Par Gilles L. Bourque
Éditeur de la Revue vie économique
La solidarité internationale s’est développée de façon nouvelle entre les mouvements sociaux du Nord et du Sud au cours de la dernière décennie, profitant notamment de l’arrivée des Forums sociaux mondiaux. L’évolution de la conjoncture générale pose cependant des défis de taille aux organisations québécoises et canadiennes et à leurs partenaires du Sud. Le nouvel agenda international de l’efficacité de l’aide (AIEA) a indiqué un changement de priorité des États tout comme au Canada, l’arrivée d’un gouvernement conservateur a inversé le paradigme de coopération internationale de proximité existant depuis 40 ans. Comme le souligne l’Association québécoise des organisations de coopération internationale (AQOCI), l’évolution des politiques publiques en fonction de ce nouvel Agenda constitue désormais un environnement difficile pour la coopération de proximité entre communautés du Nord et du Sud (AQOCI, 2008 et 2012).
Mais à l’heure des Forums sociaux mondiaux ; des rencontres internationales du mouvement syndical international (dont la Confédération syndicale internationale) ; des rencontres internationales du mouvement agricole et paysan ; des rencontres internationales pour développer des alternatives économiques (rencontres internationales de l’Alliance coopérative internationale, les Rencontres du Mont-Blanc, le Sommet Desjardins/ACI...) et du développement d’une autre sorte de commerce international par les réseaux de consommation responsable, il est fort utile de prendre la mesure de l’engagement québécois dans cette internationalisation des solidarités tout en s’inspirant de pratiques innovatrices ailleurs au Nord comme au Sud. Le bilan 2015 des Objectifs du Millénaire pour le développement (OMD) est à nos portes. En 2000, un nombre considérable d’OCI se sont investis dans les OMD. Le bilan a été jusqu’ici fort mitigé à l’aube de ses 15 ans. L’agenda 2014-2015 des institutions internationales sur ces OMD se dessine déjà. Et les enjeux ne sont plus les mêmes : la crise écologique est devenue une question beaucoup plus sensible depuis une ou deux décennies et les inégalités se sont creusées. Les futurs paradigmes du développement sauront-ils s’attaquer davantage aux fondements des inégalités et à l’urgence écologique ?

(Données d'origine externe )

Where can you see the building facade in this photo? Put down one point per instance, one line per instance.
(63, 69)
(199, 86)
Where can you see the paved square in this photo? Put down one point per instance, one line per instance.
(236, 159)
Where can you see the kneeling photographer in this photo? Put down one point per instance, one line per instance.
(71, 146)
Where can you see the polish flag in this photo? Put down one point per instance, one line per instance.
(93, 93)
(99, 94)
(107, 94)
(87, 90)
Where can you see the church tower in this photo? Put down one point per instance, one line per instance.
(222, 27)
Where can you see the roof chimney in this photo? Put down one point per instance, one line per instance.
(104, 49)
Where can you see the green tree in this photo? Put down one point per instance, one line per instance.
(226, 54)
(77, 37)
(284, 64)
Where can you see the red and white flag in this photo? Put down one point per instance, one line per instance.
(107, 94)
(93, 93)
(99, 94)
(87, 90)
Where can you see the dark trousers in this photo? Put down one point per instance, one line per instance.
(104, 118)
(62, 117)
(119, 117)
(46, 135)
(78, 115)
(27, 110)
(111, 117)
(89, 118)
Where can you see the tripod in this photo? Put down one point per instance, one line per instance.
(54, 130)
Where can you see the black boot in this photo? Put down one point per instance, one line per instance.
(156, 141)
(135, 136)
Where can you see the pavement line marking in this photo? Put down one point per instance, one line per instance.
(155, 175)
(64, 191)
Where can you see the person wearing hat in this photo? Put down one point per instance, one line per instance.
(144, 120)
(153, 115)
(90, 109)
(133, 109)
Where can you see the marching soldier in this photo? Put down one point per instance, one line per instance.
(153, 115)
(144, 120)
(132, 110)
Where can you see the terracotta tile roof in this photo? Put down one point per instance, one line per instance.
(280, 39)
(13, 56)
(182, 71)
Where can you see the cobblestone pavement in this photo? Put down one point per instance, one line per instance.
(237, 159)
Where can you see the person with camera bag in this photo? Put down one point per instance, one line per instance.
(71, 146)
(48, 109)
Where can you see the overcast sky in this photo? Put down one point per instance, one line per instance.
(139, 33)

Dans ce nouveau numéro de la Revue vie économique, préparé en collaboration avec Louis Favreau et Ernesto Molina, nous présentons une large panoplie de voix sur la solidarité internationale, de manière à vous offrir un indispensable état de la situation d’une nouvelle dynamique internationale en construction.
Présentation des articles
Le premier texte nous vient, à juste titre, de Louis Favreau et Ernesto Molina. Leur contribution vise à mettre la table pour bien apprécier le menu qui vous est présenté dans ce numéro, par le biais d’une mise en perspective de la solidarité internationale depuis 2000. Pour eux, il apparaît clair que se dessine une volonté de tisser une vision commune au sein d’organisations de plus en plus nombreuses. De Rio+20 en 2012 aux rencontres internationales de bilan des Objectifs du millénaire pour le développement en 2015, dont celle des Rencontres du Mont-Blanc de 2013 et du Sommet international des coopératives de 2014, en passant par les Forums sociaux mondiaux, nous vivons une période de crise où le modèle unique de développement se trouve enfin questionné, et où le projet de s’engager dans la construction d’autres manières de vivre chez soi comme dans l’ensemble de la planète prend du relief. Pour les auteurs, il apparaît clair que l’ÉSS, les OCI et divers mouvements sociaux participent tous à leur manière à cette nouvelle dynamique internationale.
Dans la contribution suivante, Nancy Thede aborde, d’entrée de jeu, le virage du gouvernement Harper dans le domaine de l’aide publique au développement. Les annonces controversées des ministres Oda et Fantino, ainsi que la fusion récemment annoncée de l’ACDI avec le ministère des Affaires étrangères et du Commerce international, ont fait réagir beaucoup d’ONG. La plupart de ces ONG craignent pour leur survie. Pourtant, nous dit l’auteure, ces changements ne sont pas l’œuvre des seuls Conservateurs : leurs racines remontent aux gouvernements précédents, et les tendances de fond continuent à suivre les priorités énoncées par les institutions internationales. Le «virage néoconservateur» réside dans une radicalisation des politiques antérieures; les conséquences pour le monde de la solidarité sont graves, mais peuvent aussi être salutaires, forçant les acteurs engagés à se réinventer.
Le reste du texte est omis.